Dans le processus spécifique du Congrès, de nombreuses motions sont adoptées. Outre le cadre de l'action propre à l'UICN, elles n’ont pas de caractère contraignant, mais signalent pour les politiques publiques et privées, des enjeux qui s'installent ou émergent et peuvent ou doivent devenir sujets d'attentione et d'actions.
Une vingtaine de motions votées pendant le Congrès s'est ajoutée à plus d'une centaine déjà adoptée en amont du Congrès. Parmi elle, la motion 84 : "Agir pour réduire la pollution lumineuse".
La vision et le plaidoyer de l'ANPCEN
L'ANPCEN demeurant en veille et contributeur des politiques publiques et de textes de référence, a contribué auprès des autorités publiques à la réorganisation d'un projet initial confus.
Les constats ainsi que les recommandations principales convergent désormais avec la pédagogie de l’ANPCEN et à ses recommandations exprimées depuis plus de 20 ans. 
Le point 2 correspond à la mention que l'ANPCEN a fait insérer explicitement dans la Loi relative à la biodiversité en France, depuis 2016.
Les recommandations du point 4 reprennent nos recommandations historiques notamment d’agir d’abord par la sobriété lumineuse, par la réduction des durées d’éclairement, l'orientation et l'évitement des lumières à trop forte composante de bleu. Le texte reconnait les effets des LEDs sur la pollution pollumineuse et l’environnement, comme notre alerte le mentionnait en 2015.

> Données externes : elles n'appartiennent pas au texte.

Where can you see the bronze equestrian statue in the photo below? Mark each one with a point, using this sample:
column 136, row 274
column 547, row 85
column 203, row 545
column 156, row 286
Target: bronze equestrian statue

Les recommandations 5 et 6 convergent avec nos recommandations de ne pas éclairer les éléments naturels, avec nos critères pour le label national "Villes et Villages étoilés" et confirment notre inscription dans la Loi biodiversité depuis 2016, de la prise en compte de la gestion de la lumière artificielle dans les corridors écologiques afin de créer des trames nocturnes, notamment au sein des trames vertes et bleues, conçues initialement surtout de manière diurne et très peu ou pas du tout avec une vision de leur gestion de nuit.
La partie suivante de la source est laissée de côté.